Q. What are some of the elements of the African American gardens you documented?
Sills: “There is more than one kind of garden you can identify as typically African American. Those that I photographed more often contain numerous objects, and these have particular spiritual and ethical meanings. Rocks that are painted white, for instance, signify both the sacred and good character. Another well known element is the bottle tree, where colorful bottles are placed on the tips of bare branches to capture evil spirits and keep them from the getting into the house and from harming us. The gardens frequently had copper pipes stuck in the ground to allow us to communicate with the spirits of the ancestors.
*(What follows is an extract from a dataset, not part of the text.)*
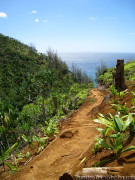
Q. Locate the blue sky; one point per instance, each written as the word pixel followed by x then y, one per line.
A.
pixel 71 25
Those are just a few of the common recurring and meaningful elements.”

Q. You’ve noted that the gardening style displayed in African American gardens you documented is disappearing. Why is that happening?
Sills: “When I speak to groups of people, audience members will come up to me and say, ‘This is what my grandmother’s garden looked like.’ The gardens are evolving more than disappearing. Many of the gardens I photographed were in small towns and rural places, though a few were in the cities, and the gardeners themselves were elderly. As people move into the cities and their lives become a part of the urban mainstream, we begin to lose some of these distinct traditions. Still, many of these gardening traditions remain strong.

Q. Has exploring African American gardens changed the way you garden?
Sills: “Yes, it has. I came to love the lush yards and the way meaningful objects are a part of these gardens. I’ve always collected rocks and now I have other, less predictable objects in my garden that are significant to me.”